Even after Roddick saved a couple and looked in position to fight off a third straight, a hustling Federer slid across in time ripping a forehand winner down the line. It was that kind of night with the No.2 seed even having success with challenges winning consecutive points on his serve while already up two breaks.
Normally, the man known as The Maestro doesn’t like the challenge system preferring to leave it up to the linesmen and chair umpire for overrules. But on a night he could do little wrong, Federer was even perfect on challenges getting more than half a dozen right to Roddick’s chagrin.
When he wasn’t having challenge success, he was deliberately daring Roddick to come in by using short low spinning backhand replies so he could set him up for the kill. In a brilliant opening set, Federer’s forehand was on producing 11 winners while his opponent struggled early.
However, this wasn’t like Juan Martin Del Potro as Roddick ratcheted up the serve nailing five of eight aces in a much more competitive second set. He even dug out of triple break point during the first game serving large and coming up with the right stuff to keep the pressure on Federer.
The problem was Federer was having even an easier time holding winning 83 percent (52 of 63) on his first serve along with a respectable 58 percent (19 of 33) on second serve for the match. While Roddick struggled during service games facing 13 break chances, the efficient Federer only gave him three cracks and each time they were only one in a game which wasn’t enough given the three-time Australian Open winner’s penchant for serving aces to climb out of trouble.
Still, a more aggressive Roddick continued to press on attacking the net though without great success (21 of 42). The second set remained tight with the 26 year-old Austin, Texas resident holding for 4-3. With a couple of big returns setting up winners in the next game, he was two points from breaking and getting a chance to serve it out and level the match.
But a resilient Federer dug out of trouble without facing a break point eventually reversing the pressure and then breaking Roddick at love in the 11th game to lead 6-5. He served it out for a commanding two set lead.
Unlike the one sided match they had two years ago in the same semifinal, Roddick didn’t go away playing even better in the third set holding more easily and hitting even bigger during rallies with some success to the capacity Rod Laver Arena crowd’s delight. His best moment came midway through the set when during a great rally, he surprised Federer with a topspin backhand drop shot winner out of his reach smiling even remarking that he got him with the kind of shot Roger can pull off.
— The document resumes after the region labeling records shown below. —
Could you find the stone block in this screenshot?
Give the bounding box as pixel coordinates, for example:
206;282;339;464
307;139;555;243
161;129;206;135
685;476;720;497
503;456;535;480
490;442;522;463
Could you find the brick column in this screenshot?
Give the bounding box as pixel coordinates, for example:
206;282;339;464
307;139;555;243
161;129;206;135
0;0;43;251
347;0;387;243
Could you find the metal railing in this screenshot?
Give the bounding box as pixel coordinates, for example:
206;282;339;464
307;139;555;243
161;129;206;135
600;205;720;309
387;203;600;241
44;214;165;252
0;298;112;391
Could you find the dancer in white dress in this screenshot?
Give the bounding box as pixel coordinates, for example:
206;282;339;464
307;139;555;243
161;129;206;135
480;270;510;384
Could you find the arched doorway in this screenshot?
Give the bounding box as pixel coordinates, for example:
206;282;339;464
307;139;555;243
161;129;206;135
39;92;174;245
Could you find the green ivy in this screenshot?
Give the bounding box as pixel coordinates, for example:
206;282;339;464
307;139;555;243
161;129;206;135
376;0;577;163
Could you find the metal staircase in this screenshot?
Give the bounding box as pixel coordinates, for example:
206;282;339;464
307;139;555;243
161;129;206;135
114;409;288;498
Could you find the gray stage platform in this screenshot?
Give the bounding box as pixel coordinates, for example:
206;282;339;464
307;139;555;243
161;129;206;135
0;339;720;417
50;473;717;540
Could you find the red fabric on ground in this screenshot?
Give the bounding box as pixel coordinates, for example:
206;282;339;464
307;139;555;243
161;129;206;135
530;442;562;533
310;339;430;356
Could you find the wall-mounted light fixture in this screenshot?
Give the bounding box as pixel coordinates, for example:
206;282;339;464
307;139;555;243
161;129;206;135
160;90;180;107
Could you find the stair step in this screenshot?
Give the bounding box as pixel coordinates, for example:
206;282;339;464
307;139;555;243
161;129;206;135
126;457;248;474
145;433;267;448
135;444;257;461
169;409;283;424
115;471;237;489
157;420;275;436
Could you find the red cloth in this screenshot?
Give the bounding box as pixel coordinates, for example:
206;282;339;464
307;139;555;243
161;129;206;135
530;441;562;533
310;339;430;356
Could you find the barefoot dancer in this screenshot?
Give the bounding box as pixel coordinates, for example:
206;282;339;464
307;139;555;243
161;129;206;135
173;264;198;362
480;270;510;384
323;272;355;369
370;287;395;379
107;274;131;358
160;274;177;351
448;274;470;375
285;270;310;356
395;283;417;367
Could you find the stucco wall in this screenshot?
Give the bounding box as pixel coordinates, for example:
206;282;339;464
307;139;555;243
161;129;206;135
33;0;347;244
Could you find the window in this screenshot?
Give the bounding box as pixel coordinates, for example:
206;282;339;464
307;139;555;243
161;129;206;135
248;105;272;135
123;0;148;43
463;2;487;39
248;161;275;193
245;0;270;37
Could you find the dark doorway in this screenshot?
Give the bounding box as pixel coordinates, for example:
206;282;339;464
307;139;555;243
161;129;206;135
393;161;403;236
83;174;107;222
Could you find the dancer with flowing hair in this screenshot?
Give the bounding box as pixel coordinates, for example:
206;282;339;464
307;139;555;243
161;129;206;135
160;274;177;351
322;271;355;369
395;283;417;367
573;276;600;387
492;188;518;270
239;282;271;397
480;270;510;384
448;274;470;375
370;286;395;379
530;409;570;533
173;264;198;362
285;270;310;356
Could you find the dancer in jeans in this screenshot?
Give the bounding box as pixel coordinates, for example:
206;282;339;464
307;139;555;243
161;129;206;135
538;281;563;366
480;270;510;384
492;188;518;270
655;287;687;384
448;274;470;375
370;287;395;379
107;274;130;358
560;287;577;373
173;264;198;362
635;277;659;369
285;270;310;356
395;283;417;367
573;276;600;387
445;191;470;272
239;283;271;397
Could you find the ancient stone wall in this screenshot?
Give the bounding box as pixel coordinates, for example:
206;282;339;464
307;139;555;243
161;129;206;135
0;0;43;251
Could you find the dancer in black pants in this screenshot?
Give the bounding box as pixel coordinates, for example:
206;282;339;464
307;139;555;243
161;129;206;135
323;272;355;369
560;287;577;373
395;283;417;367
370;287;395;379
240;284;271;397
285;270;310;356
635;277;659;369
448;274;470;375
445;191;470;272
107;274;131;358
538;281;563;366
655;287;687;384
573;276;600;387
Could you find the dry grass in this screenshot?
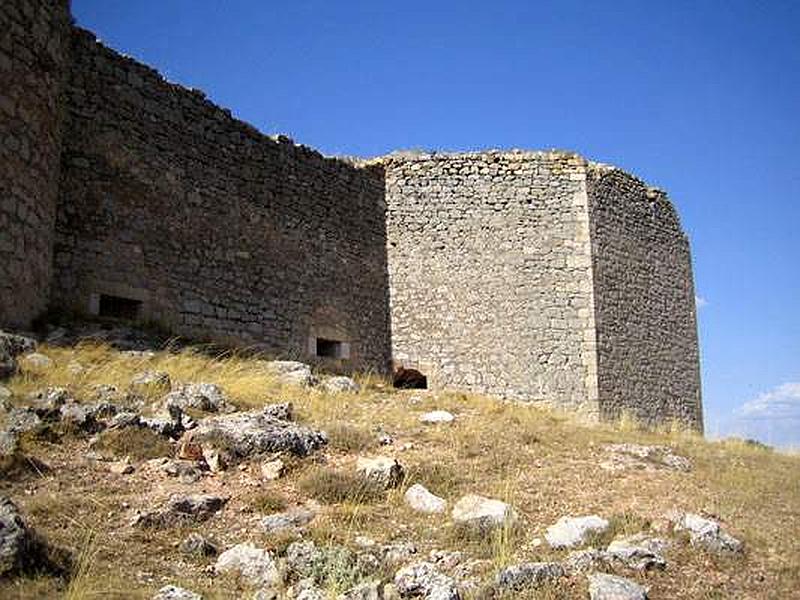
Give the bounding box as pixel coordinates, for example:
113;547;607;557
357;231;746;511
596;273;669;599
0;344;800;599
93;427;173;460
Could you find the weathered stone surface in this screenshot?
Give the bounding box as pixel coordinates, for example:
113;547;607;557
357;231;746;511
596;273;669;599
260;506;316;533
452;494;517;531
262;402;294;421
606;533;668;571
404;483;447;513
180;533;218;556
338;581;383;600
356;456;404;489
17;352;54;371
394;561;459;600
496;562;565;590
153;585;203;600
322;376;361;394
0;0;702;428
133;494;228;529
675;513;744;554
214;544;280;587
419;410;455;423
261;458;286;481
544;515;608;548
187;410;328;459
589;573;647;600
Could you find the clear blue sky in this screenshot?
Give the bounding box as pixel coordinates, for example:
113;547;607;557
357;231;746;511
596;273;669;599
73;0;800;445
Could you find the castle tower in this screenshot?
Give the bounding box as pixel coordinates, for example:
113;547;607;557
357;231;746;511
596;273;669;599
0;0;70;327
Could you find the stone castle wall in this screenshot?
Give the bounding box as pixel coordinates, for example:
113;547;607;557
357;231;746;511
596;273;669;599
48;30;388;370
587;166;703;430
0;0;70;326
0;0;702;429
383;152;596;405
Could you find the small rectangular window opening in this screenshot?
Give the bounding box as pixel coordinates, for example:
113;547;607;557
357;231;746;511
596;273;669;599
317;338;342;358
98;294;142;321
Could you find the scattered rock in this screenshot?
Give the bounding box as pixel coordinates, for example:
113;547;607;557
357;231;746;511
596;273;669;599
108;459;135;475
181;410;328;459
404;483;447;513
338;581;383;600
356;456;404;489
133;495;228;529
153;585;203;600
5;408;43;436
286;541;320;578
378;542;417;568
214;544;281;587
260;506;316;533
675;513;744;554
164;383;235;412
261;402;294;421
0;429;19;458
496;562;565;590
130;371;171;393
606;533;668;571
589;573;647;600
322;376;361;394
28;387;74;420
0;385;11;410
264;360;319;387
67;360;86;377
394;561;459;600
419;410;455;424
544;515;608;548
600;444;692;471
261;458;286;481
452;494;517;531
18;352;54;371
180;533;218;557
287;579;327;600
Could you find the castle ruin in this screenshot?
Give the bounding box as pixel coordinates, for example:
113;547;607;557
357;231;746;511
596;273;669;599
0;0;702;430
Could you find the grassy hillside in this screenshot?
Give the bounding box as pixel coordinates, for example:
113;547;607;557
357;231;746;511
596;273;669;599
0;344;800;599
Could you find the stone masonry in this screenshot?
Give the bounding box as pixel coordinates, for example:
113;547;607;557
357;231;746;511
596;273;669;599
0;0;702;429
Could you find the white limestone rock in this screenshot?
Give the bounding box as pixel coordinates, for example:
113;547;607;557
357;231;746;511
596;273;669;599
495;562;565;591
214;543;281;587
419;410;455;425
589;573;647;600
544;515;608;548
404;483;447;513
153;585;203;600
19;352;54;370
606;533;668;571
394;561;459;600
674;513;744;554
451;494;517;531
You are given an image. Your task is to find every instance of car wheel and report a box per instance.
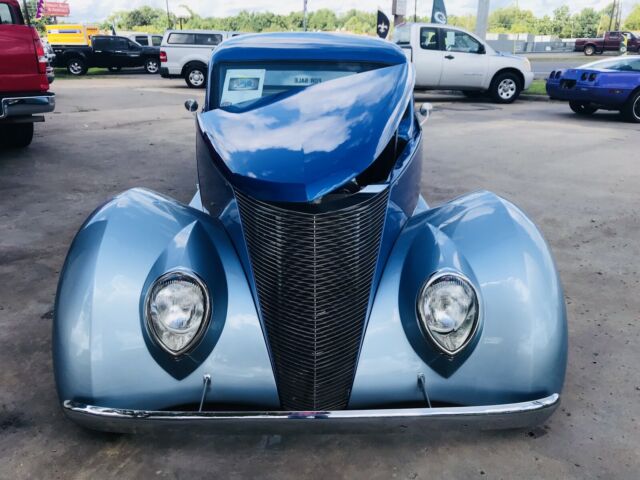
[184,66,207,88]
[0,122,33,148]
[569,102,598,115]
[621,90,640,123]
[67,57,87,76]
[144,58,160,74]
[489,72,522,103]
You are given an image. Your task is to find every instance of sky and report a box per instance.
[63,0,624,22]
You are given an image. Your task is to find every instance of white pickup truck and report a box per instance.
[393,23,533,103]
[160,30,239,88]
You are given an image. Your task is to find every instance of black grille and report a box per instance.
[236,190,387,410]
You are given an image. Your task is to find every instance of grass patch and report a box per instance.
[523,80,547,95]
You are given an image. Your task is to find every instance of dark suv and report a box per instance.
[53,35,160,75]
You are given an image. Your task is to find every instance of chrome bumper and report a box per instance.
[0,93,56,119]
[63,393,560,434]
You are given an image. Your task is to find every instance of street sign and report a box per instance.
[44,2,71,17]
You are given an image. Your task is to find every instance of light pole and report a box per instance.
[476,0,489,40]
[302,0,307,32]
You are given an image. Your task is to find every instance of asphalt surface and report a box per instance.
[0,75,640,479]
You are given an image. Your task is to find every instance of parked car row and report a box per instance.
[0,0,55,147]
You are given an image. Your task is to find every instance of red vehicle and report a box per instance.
[574,32,640,57]
[0,0,55,147]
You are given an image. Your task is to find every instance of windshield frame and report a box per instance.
[205,59,382,113]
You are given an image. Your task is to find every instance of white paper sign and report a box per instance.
[220,68,265,107]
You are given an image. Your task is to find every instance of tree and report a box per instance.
[624,3,640,30]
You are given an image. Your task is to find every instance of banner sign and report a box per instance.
[391,0,407,17]
[36,0,44,20]
[431,0,447,25]
[43,2,71,17]
[376,10,391,38]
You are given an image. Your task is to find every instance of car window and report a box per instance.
[196,33,222,45]
[111,38,129,51]
[213,62,379,112]
[420,27,440,50]
[93,38,109,50]
[393,25,412,45]
[167,33,195,45]
[0,3,18,25]
[444,30,481,53]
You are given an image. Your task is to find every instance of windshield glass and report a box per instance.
[580,57,640,72]
[213,62,378,111]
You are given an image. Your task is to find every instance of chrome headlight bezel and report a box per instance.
[144,269,212,358]
[416,270,481,357]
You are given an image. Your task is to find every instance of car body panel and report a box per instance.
[199,64,413,202]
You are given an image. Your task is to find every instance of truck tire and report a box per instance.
[569,102,598,115]
[144,58,160,75]
[184,64,207,88]
[0,122,33,148]
[620,90,640,123]
[489,72,522,103]
[67,57,87,77]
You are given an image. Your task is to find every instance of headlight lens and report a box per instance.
[418,273,479,355]
[146,272,211,355]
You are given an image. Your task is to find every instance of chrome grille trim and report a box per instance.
[235,189,388,410]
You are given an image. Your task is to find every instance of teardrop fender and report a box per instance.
[53,189,279,409]
[349,191,567,408]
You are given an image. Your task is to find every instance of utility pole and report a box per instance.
[167,0,171,28]
[475,0,490,40]
[608,0,616,32]
[302,0,307,32]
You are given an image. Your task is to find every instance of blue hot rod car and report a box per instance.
[547,56,640,123]
[53,34,567,432]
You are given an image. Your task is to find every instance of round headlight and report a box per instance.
[418,273,479,355]
[146,271,211,355]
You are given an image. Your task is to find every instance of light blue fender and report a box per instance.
[53,189,279,409]
[349,192,567,408]
[53,189,567,410]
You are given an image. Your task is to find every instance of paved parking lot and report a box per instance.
[0,75,640,479]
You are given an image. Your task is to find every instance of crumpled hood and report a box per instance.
[198,63,413,202]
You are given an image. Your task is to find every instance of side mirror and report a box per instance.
[418,102,433,125]
[184,98,198,113]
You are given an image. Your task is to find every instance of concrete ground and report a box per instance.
[0,75,640,479]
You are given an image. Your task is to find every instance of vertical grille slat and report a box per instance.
[235,190,388,410]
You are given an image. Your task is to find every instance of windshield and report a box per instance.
[213,62,379,111]
[580,57,640,72]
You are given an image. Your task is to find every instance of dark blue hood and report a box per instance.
[198,61,413,202]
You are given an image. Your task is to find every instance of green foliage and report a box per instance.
[76,0,640,38]
[624,3,640,30]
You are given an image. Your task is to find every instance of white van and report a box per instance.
[393,23,533,103]
[160,30,239,88]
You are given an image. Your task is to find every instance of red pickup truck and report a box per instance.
[0,0,55,147]
[574,32,640,56]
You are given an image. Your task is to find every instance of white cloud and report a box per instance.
[68,0,634,22]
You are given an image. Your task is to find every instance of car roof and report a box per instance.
[213,32,407,65]
[165,30,227,34]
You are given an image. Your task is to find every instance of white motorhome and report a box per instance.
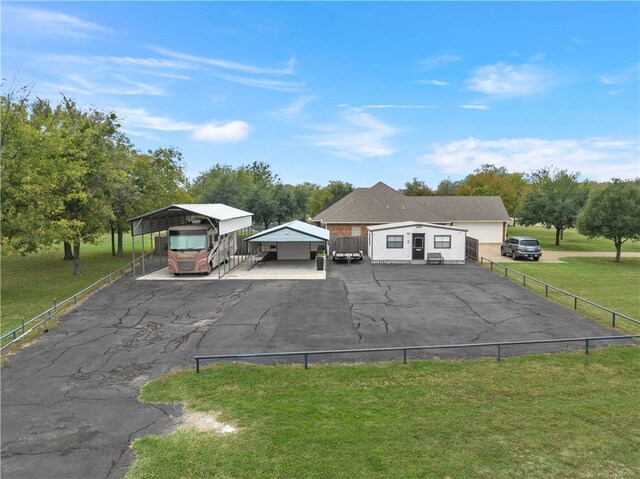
[167,220,237,276]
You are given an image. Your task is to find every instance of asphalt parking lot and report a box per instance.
[1,260,624,479]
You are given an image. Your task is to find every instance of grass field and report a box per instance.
[507,226,640,254]
[0,236,139,333]
[127,346,640,479]
[488,227,640,334]
[484,257,640,334]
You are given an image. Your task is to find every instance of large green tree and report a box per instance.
[518,168,589,246]
[457,164,528,216]
[1,95,118,275]
[108,145,191,257]
[400,177,434,196]
[576,179,640,263]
Still, Roddick couldn’t capitalize with Federer going down the tee for aces even doubling up in that department by a 16-8 margin.
It continued to be a test of wills with each player protecting their serve as if it were a game of chess. Roddick had a slight opening up 5-4 and two points away from the set but Federer saved his best serving for those moments winning challenges and taking the next three points to hold for five all.
Sensing the kill, he turned on the switch nailing a backhand and forehand pass in succession taking the first couple of points on Roddick’s serve to groans from the crowd. He’d eventually setup two break points but a game Andy wouldn’t crack just yet coming through with a couple of winners including a putaway.
However, Federer finally converted on another chance ripping a backhand pass which Roddick could only get a stab at the net helplessly watching it sail long giving Roger his fourth break of the match.
After Roddick took the first point, Federer won the next three setting up two match points. During an extended rally, he finished it in style slugging a forehand winner up the line to clinch victory with a pump of the fist before being congratulated by a classy Roddick at the net.
With legendary Rod Laver in the building, Federer moved one step closer to tying Sampras’ 14 slams. Could his next opponent be No.1 ranked Rafael Nadal which would elevate their rivalry even further setting up the first ever battle for a major on a hard court?
We’ll just have to wait and see. Nadal will take on fellow Spaniard Fernando Verdasco later tonight with the improving No.14 seed playing the best tennis of his career ousting last year’s runner-up Jo-Wilfried Tsonga in four sets the day before 7-6 (2), 3-6, 6-3, 6-2.